When I look back on this demeaning encounter with our health care system, my first thought is wishing Dr. X could be subjected to everything I experienced. But on a more pragmatic note, I’ve tried to come up with some suggestions that might prevent other patients from going through the same humiliating, anxiety-provoking experience I had.

• Why not set realistic times for appointments? The practice of “batching” patients only makes them feel less than human. Believe me, it’s not a nice feeling.

• If one Fleet prep works perfectly well before a colonoscopy, why subject a patient to a second?—which was Dr. X’s order for me. After a total reaming of my gut from the first prep, the second one really hurt and actually burned. 

• Offer a small dose of diazepam or some other antianxiety agent in the pre-procedure area. It may be declined, but I personally would have appreciated the thoughtfulness and would have accepted. Instead, I was told by a nurse, “The doctor has to be here before I give you any medicine.”

• Music is a wonderful thing, studies show, for use in colonoscopy suites. Encourage patients to bring their own iPods, MP3 players, or CD players. Self-chosen music has been proven to reduce medication requirements and anxiety.

• How about warming IV fluids before administering them? Or at least warm the blanket you give to patients. (Or better yet, provide blankets.) And advise patients to bring a warm pair of socks.

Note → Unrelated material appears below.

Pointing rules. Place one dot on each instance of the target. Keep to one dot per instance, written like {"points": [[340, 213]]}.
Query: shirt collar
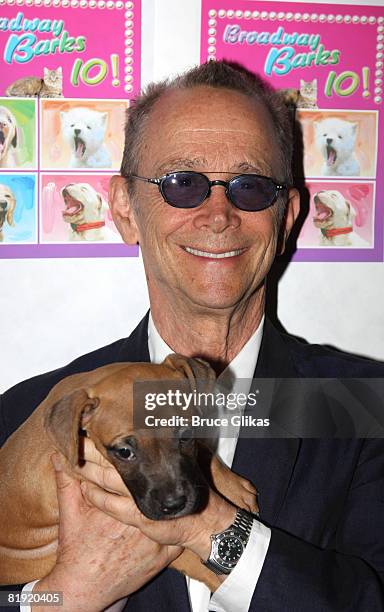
{"points": [[242, 366]]}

• Dim those glaring lights.

• Place patients “in position” only when the procedure is about to begin. To do so for an extended period of time is not only unnecessary but also dehumanizing—unless you’re running an assembly-line operation. The extra few seconds that are saved cannot possibly be worth the protracted patient discomfort and embarrassment.

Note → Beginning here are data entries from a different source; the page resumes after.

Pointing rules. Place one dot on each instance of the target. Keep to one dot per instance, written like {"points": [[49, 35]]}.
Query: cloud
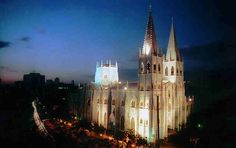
{"points": [[7, 69], [25, 39], [4, 44]]}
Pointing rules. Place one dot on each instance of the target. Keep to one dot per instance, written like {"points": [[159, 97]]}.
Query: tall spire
{"points": [[150, 43], [172, 49]]}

• Use similar salutations. If a physician deserves to be called “Doctor,” rather than “Paul,” then the patient deserves to be called “Ms. Morris,” not “Charlene.” It shows respect.

When Dr. X called later that day, he started to explain that I had these “little pockets or pouches” in my intestines. I reminded him I was a colleague and was familiar with diverticulosis. I said nothing about what happened that morning. I was still groggy from the anesthetic. The unpleasantness of it all really didn’t hit me until later.  

Perhaps my ordeal was an isolated suboptimal experience. If so, then having that explained to me at some point during my hour-plus of misery would have been helpful.

It does help to recall the few positives. I’m glad that the initial consultation with Dr. X was enjoyable. And I am grateful to the nurse who got my IV started in one stick. 

I’m also delighted to know that I won’t need another colonoscopy for 10 years.    

Charlene M. Morris practices family medicine at Pamlico Medical Center in Bayboro, North Carolina.